Avec 1 793 106 tonnes, le fret aérien embar­qué et débar­qué sur les aéro­ports de métro­pole aug­mente de 4,8 %. Évo­lu­tion due sur­tout, pour Jacques Sabou­rin, aux résul­tats d’ADP (+ 5,2 %) repré­sen­tant 88,6 % du fret total, soit 1 589 260 tonnes en 2003, qui accen­tuent l’é­cart entre Paris (Rois­sy-Orly) et les aéro­ports régio­naux, ces der­niers tota­li­sant 200 000 tonnes en 2003, soit moins que le seul aéro­port de Liège ou de Luxem­bourg fer­mé la nuit.

Après Paris, c’est Tou­louse qui conso­lide sa deuxième posi­tion en 2003 avec 47 000 tonnes de fret (+ 5,2 %), tan­dis que Mar­seille reste en troi­sième posi­tion avec près de 39 000 tonnes ; Lyon-Saint-Éxu­pé­ry se posi­tionne à la 4e place en matière de fret avec 30 000 tonnes (+ 8,7 %).

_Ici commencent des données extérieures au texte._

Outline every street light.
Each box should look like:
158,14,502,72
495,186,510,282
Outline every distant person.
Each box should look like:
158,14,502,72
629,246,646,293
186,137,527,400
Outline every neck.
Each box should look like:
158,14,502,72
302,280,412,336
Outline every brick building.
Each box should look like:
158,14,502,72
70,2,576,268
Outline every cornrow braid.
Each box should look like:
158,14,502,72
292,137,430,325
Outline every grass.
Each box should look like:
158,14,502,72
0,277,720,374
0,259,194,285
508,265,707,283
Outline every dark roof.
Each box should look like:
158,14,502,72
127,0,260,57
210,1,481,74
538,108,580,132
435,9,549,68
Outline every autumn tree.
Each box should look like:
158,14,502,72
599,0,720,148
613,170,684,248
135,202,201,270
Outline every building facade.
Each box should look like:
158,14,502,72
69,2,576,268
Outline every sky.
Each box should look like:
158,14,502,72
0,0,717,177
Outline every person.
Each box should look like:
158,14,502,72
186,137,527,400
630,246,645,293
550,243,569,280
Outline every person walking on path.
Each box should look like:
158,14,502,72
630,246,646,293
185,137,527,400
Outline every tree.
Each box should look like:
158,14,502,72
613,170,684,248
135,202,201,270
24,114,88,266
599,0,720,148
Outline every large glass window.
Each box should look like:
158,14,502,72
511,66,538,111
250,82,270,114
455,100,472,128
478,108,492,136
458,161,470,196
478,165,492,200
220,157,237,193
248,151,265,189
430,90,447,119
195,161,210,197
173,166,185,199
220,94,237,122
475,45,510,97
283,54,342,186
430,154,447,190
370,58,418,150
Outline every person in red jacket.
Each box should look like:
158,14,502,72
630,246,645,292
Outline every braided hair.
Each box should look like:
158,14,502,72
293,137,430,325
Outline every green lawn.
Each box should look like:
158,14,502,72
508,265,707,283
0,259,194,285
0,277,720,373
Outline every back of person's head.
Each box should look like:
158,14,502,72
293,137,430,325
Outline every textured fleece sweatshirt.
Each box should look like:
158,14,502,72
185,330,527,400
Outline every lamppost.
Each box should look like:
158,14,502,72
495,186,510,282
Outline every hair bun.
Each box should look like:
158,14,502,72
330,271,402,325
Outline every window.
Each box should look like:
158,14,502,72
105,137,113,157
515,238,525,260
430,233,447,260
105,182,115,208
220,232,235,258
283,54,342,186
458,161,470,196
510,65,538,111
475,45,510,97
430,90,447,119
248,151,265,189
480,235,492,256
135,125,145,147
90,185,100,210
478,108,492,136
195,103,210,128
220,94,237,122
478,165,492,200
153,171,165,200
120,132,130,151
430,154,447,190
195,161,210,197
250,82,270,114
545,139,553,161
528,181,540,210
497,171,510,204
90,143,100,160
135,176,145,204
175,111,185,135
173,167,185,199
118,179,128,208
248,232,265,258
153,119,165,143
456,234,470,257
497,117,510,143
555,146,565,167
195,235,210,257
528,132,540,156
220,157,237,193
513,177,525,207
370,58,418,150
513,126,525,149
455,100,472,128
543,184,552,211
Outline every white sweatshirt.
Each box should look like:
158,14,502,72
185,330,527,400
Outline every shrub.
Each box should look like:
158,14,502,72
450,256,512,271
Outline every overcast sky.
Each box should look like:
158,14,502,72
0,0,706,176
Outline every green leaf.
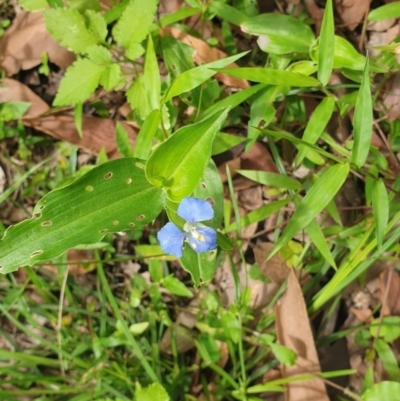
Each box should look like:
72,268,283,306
162,52,248,103
225,199,291,233
0,102,31,121
146,109,228,202
236,170,301,191
362,381,400,401
217,67,321,87
115,121,134,159
374,338,400,382
241,13,315,54
135,110,161,160
113,0,158,60
135,383,170,401
180,246,217,287
44,8,100,53
0,158,164,274
368,2,400,21
18,0,49,11
143,35,161,110
86,10,108,43
296,96,335,166
318,0,335,86
371,179,389,249
53,59,104,106
269,343,297,366
268,164,350,259
351,58,373,168
161,274,193,298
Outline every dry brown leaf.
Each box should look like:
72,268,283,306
275,270,329,401
0,78,49,118
160,27,250,89
24,115,137,159
335,0,371,31
253,242,290,285
0,11,75,75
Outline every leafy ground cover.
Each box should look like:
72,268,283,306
0,0,400,401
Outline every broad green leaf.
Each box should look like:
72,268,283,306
146,109,228,202
0,158,164,274
236,170,301,191
158,8,201,27
269,343,297,366
180,246,217,287
208,1,247,26
162,52,248,103
113,0,158,60
44,8,100,53
0,102,31,121
161,274,193,298
18,0,49,11
371,179,389,249
351,58,373,168
318,0,335,86
241,13,315,54
201,84,265,118
212,132,246,156
134,110,161,160
217,67,321,87
362,381,400,401
268,164,350,259
245,86,278,152
374,338,400,382
115,121,134,159
135,383,170,401
53,59,104,106
86,10,108,43
368,2,400,21
296,96,335,166
143,35,161,110
224,199,291,233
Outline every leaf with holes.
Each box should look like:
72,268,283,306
0,158,164,274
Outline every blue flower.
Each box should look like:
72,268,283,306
157,198,217,258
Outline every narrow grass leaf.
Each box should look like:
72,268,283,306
317,0,335,86
214,67,321,87
368,2,400,21
268,163,350,259
374,338,400,382
371,179,389,249
162,52,248,103
236,170,301,191
362,381,400,401
296,96,335,166
351,58,373,168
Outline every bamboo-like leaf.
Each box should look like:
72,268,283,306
351,58,373,168
268,164,350,259
371,179,389,249
318,0,335,86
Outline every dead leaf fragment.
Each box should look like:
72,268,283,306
0,78,49,118
275,270,329,401
0,11,75,75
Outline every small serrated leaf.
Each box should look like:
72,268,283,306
113,0,158,59
53,59,104,106
86,10,107,43
44,8,99,53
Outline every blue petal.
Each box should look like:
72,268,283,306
157,223,185,258
186,224,217,253
178,198,214,224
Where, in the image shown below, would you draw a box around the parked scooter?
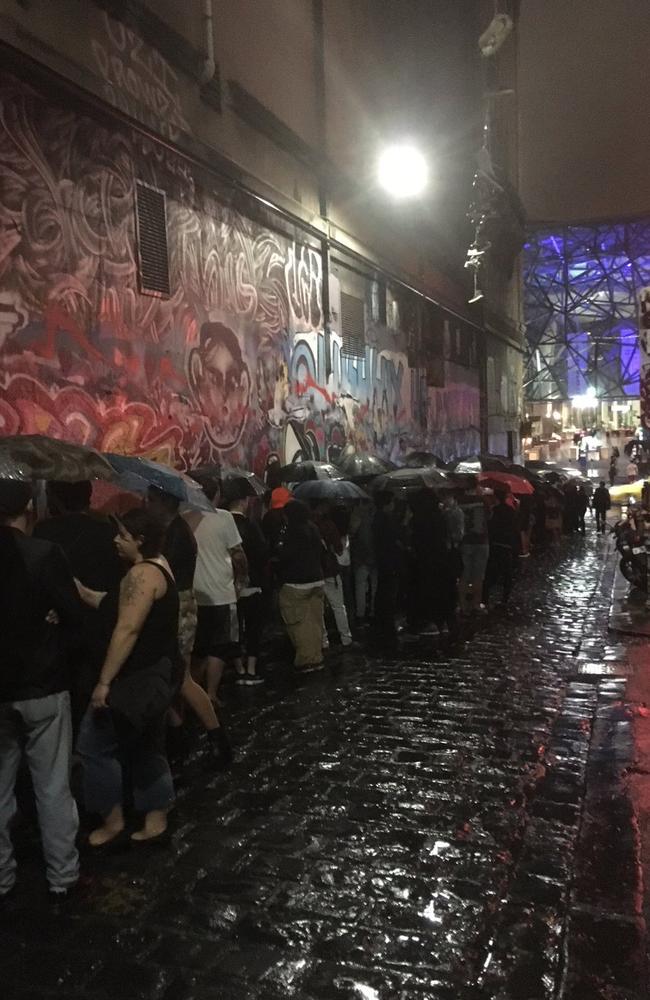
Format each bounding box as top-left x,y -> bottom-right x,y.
614,512 -> 650,593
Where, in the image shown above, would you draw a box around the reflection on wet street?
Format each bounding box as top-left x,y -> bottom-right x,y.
0,539 -> 645,1000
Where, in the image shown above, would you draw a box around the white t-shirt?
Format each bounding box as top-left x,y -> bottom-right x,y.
188,510 -> 241,607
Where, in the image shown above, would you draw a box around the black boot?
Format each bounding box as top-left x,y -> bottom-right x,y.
207,726 -> 233,767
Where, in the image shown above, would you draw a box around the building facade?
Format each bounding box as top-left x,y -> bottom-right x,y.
0,0 -> 521,472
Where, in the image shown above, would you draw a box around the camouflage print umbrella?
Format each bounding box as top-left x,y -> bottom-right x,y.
0,434 -> 114,483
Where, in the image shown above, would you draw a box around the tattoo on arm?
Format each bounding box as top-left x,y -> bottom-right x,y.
120,572 -> 143,605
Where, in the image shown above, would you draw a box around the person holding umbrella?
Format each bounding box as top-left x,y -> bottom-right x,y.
276,500 -> 325,674
226,478 -> 270,687
312,500 -> 352,647
185,471 -> 248,716
0,479 -> 83,901
591,479 -> 612,532
483,486 -> 518,607
372,490 -> 404,652
147,486 -> 227,753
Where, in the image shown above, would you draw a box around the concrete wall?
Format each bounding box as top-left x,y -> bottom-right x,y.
0,67 -> 479,472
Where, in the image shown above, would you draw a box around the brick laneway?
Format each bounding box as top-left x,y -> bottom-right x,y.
0,538 -> 645,1000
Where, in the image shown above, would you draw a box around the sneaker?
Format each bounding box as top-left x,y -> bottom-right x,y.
47,882 -> 78,906
298,663 -> 325,674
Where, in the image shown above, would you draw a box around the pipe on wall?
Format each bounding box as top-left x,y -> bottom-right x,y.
201,0 -> 217,85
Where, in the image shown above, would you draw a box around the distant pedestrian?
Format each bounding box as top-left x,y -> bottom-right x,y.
591,479 -> 612,533
517,494 -> 534,559
563,480 -> 580,535
460,476 -> 490,614
276,500 -> 325,673
227,478 -> 270,687
147,486 -> 225,754
372,491 -> 404,650
544,486 -> 564,545
262,486 -> 293,552
350,501 -> 377,625
443,490 -> 465,580
576,483 -> 589,535
313,501 -> 352,646
0,480 -> 83,900
483,489 -> 518,606
185,473 -> 248,705
609,456 -> 618,486
409,489 -> 458,638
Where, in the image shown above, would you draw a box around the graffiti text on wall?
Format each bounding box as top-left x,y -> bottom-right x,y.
0,70 -> 478,471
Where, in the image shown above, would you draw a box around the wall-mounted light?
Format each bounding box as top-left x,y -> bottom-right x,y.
377,144 -> 429,199
571,386 -> 598,410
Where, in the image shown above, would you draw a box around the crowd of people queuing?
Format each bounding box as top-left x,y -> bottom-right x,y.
0,464 -> 609,900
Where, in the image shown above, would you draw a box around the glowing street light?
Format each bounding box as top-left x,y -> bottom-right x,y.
571,387 -> 598,410
377,145 -> 429,199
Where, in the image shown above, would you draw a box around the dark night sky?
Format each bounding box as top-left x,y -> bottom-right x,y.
519,0 -> 650,221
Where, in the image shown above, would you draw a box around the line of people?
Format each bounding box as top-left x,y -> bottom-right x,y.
0,466 -> 592,899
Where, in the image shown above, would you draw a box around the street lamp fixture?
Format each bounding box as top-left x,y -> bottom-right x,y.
377,144 -> 429,200
571,387 -> 598,410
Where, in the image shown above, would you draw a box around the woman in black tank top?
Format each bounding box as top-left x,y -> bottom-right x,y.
77,508 -> 180,847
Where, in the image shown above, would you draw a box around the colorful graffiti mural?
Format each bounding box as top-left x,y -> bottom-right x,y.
0,74 -> 479,472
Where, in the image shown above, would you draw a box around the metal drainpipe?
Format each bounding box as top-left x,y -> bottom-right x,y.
312,0 -> 332,378
201,0 -> 217,85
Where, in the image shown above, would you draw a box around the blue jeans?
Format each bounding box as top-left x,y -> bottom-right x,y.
77,708 -> 174,818
0,691 -> 79,896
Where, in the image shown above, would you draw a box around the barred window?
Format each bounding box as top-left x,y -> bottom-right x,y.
135,181 -> 171,297
341,292 -> 366,358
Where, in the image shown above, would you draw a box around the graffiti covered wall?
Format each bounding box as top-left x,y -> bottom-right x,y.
0,74 -> 479,472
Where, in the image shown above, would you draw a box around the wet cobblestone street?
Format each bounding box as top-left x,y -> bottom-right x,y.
0,537 -> 647,1000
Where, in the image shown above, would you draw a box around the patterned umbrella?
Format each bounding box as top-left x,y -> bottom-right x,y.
404,451 -> 447,469
336,450 -> 395,482
106,454 -> 214,510
293,479 -> 370,503
280,462 -> 345,483
0,434 -> 114,483
372,469 -> 453,492
478,472 -> 535,496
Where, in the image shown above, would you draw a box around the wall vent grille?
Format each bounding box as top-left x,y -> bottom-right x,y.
135,181 -> 171,297
341,292 -> 366,358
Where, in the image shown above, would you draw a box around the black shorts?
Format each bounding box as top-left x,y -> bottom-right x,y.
194,604 -> 241,660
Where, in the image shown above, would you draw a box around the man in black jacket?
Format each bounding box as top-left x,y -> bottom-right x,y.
591,479 -> 612,532
483,489 -> 518,607
0,480 -> 82,900
372,491 -> 404,652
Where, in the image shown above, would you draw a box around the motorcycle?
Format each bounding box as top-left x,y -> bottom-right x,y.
614,518 -> 650,593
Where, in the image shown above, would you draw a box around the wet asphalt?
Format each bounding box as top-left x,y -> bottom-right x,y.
0,534 -> 648,1000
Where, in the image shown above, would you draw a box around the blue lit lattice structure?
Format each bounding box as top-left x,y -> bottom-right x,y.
524,219 -> 650,402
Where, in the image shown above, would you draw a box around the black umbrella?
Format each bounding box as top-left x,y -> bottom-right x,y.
293,479 -> 370,503
372,469 -> 453,492
404,451 -> 447,469
0,434 -> 115,483
336,450 -> 395,482
280,462 -> 345,483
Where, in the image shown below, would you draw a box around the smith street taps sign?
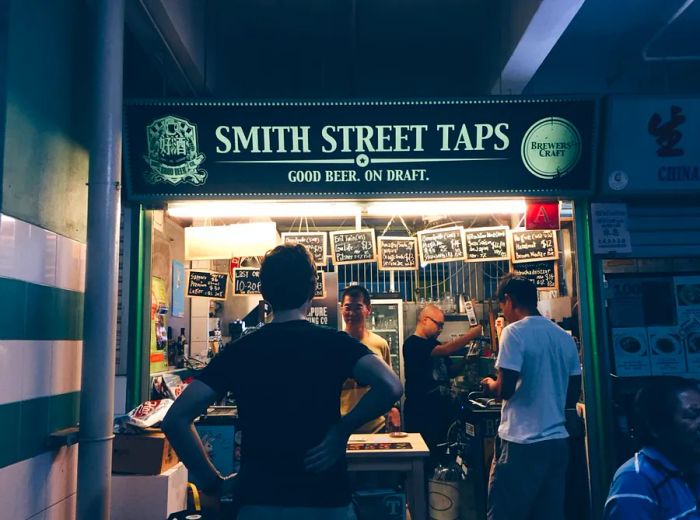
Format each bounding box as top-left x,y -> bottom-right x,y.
125,98 -> 596,203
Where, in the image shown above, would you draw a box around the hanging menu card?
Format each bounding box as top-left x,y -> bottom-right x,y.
282,231 -> 327,265
418,226 -> 465,264
377,237 -> 418,271
330,229 -> 377,265
510,229 -> 559,264
514,262 -> 559,290
187,271 -> 228,300
464,226 -> 510,262
233,267 -> 260,296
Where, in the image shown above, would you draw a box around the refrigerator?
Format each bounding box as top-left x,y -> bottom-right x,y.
367,298 -> 405,385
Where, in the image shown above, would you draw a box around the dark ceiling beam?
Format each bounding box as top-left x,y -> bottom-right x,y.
491,0 -> 584,95
126,0 -> 209,96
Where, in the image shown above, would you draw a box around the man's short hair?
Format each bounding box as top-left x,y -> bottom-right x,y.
340,285 -> 372,306
633,376 -> 700,446
498,273 -> 537,309
260,244 -> 316,311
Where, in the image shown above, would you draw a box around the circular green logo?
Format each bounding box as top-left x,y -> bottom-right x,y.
520,117 -> 581,179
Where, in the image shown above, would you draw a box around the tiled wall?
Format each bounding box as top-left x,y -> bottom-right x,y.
0,214 -> 86,520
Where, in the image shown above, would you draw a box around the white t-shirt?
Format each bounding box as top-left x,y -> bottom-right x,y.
496,316 -> 581,444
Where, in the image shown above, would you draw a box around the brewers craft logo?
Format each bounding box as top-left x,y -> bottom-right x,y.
520,117 -> 581,179
144,116 -> 207,186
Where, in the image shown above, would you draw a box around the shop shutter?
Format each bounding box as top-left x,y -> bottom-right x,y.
627,204 -> 700,258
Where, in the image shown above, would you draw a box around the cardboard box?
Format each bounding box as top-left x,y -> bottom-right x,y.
612,327 -> 651,377
647,327 -> 686,376
110,462 -> 187,520
112,430 -> 180,475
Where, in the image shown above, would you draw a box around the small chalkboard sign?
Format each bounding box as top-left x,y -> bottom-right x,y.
314,270 -> 326,298
330,229 -> 377,265
282,231 -> 328,266
514,262 -> 559,291
418,226 -> 465,265
377,237 -> 418,271
233,267 -> 260,296
187,271 -> 228,300
510,229 -> 559,264
464,226 -> 510,262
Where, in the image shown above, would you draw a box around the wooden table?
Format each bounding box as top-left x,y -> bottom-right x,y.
346,433 -> 430,520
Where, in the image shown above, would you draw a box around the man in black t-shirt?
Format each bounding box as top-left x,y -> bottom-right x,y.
403,305 -> 482,462
162,245 -> 402,520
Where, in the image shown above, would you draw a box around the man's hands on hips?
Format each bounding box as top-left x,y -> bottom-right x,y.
304,422 -> 351,473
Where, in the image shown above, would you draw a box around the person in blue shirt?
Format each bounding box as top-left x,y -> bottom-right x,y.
603,377 -> 700,520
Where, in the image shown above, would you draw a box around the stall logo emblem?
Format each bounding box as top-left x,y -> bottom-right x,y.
144,116 -> 207,186
520,117 -> 581,179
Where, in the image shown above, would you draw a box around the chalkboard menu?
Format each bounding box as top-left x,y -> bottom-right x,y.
464,226 -> 510,262
377,237 -> 418,271
233,267 -> 260,296
510,229 -> 559,264
314,271 -> 326,298
282,231 -> 328,265
187,271 -> 228,300
514,262 -> 559,290
330,229 -> 377,265
418,226 -> 465,264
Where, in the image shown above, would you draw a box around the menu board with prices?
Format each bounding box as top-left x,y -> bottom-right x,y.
314,271 -> 326,298
233,267 -> 260,296
377,237 -> 418,271
330,229 -> 377,265
514,262 -> 559,291
510,229 -> 559,264
464,226 -> 510,262
282,231 -> 327,266
418,226 -> 465,265
187,271 -> 228,300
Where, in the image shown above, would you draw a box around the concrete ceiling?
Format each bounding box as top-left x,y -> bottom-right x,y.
125,0 -> 700,99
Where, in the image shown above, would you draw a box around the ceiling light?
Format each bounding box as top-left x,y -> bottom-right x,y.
363,199 -> 525,217
168,200 -> 360,218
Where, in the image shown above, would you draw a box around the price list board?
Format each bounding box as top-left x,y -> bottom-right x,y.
418,226 -> 466,264
233,267 -> 260,296
330,229 -> 377,265
377,237 -> 418,271
510,229 -> 559,264
464,226 -> 510,262
282,231 -> 328,266
187,271 -> 228,300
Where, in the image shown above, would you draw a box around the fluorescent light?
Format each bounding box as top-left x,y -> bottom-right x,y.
185,222 -> 280,260
168,200 -> 360,218
364,199 -> 525,217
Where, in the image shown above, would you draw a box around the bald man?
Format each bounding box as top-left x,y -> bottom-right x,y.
403,305 -> 482,460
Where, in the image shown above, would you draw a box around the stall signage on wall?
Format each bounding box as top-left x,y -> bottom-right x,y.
600,96 -> 700,196
125,97 -> 597,202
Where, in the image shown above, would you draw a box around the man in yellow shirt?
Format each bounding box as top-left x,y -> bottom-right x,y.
340,285 -> 391,433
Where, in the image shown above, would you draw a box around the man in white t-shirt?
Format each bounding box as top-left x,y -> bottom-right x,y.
482,275 -> 581,520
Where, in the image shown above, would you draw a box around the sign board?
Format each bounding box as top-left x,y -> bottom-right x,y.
591,202 -> 632,254
124,96 -> 598,203
330,229 -> 377,265
510,229 -> 559,264
282,231 -> 328,266
377,237 -> 418,271
525,201 -> 560,229
513,261 -> 559,291
418,226 -> 465,265
187,270 -> 228,300
464,226 -> 510,262
599,95 -> 700,197
233,267 -> 260,296
314,270 -> 326,298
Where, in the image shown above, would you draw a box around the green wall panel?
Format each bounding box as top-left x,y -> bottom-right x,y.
0,277 -> 84,340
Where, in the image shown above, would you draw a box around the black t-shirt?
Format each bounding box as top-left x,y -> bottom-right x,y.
198,320 -> 371,507
403,334 -> 450,403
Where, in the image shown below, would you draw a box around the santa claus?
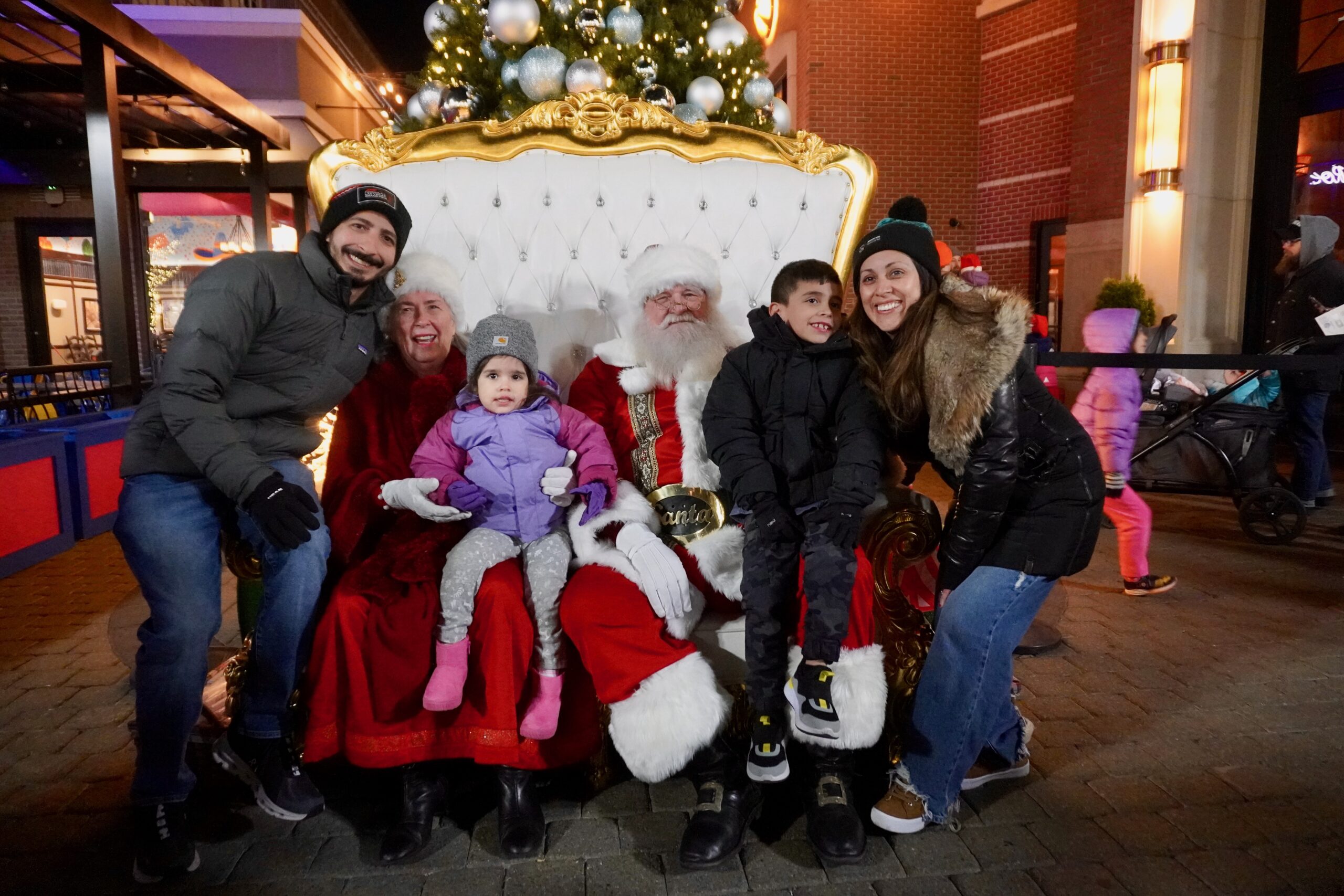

En fret, sou­ligne Hubert du Mes­nil, Aéro­ports de Paris se déve­loppe à un rythme sou­te­nu (+ 4,4 % par an) et dépasse aujourd’­hui Franc­fort en taux de crois­sance (+ 2,2 %), mal­gré la contrainte que repré­sente l’in­ter­dic­tion des nou­veaux vols de nuit et la stag­na­tion du fret pos­tal3 (- 0,1 % en 2003). Il conti­nue à s’ac­croître, sur­tout à Rois­sy où Air France Car­go et Fedex sont les prin­ci­paux opé­ra­teurs, sachant que plus de la moi­tié du fret est trans­por­tée par les avions de passagers.

Le TGV arrive à Roissy
Le TGV arrive direc­te­ment à Rois­sy 1 et 2.
© ADP

La néces­si­té de réduire au mini­mum les nui­sances des aéro­ports pour les rive­rains (bruit, inter­dic­tion des vols de nuit…), tout en conser­vant les emplois liés au fret, a conduit les opé­ra­teurs comme Air France Car­go, les grandes com­pa­gnies aériennes et les construc­teurs à recher­cher l’op­ti­mi­sa­tion de l’ex­ploi­ta­tion par des avions gros por­teurs au rayon d’ac­tion plus large que leurs pré­dé­ces­seurs et sur­tout aux capa­ci­tés d’emport en fret et en pas­sa­gers plus impor­tantes. Le Boeing 777ER, mis en ligne par Air France en mai 2004 par exemple, peut emme­ner 35 tonnes de fret avec 385 pas­sa­gers à bord et l’Air­bus A380, avion tout-car­go, dont l’en­trée en ser­vice est pré­vue pour 2007 ou 2008, emmè­ne­ra 145 tonnes de fret.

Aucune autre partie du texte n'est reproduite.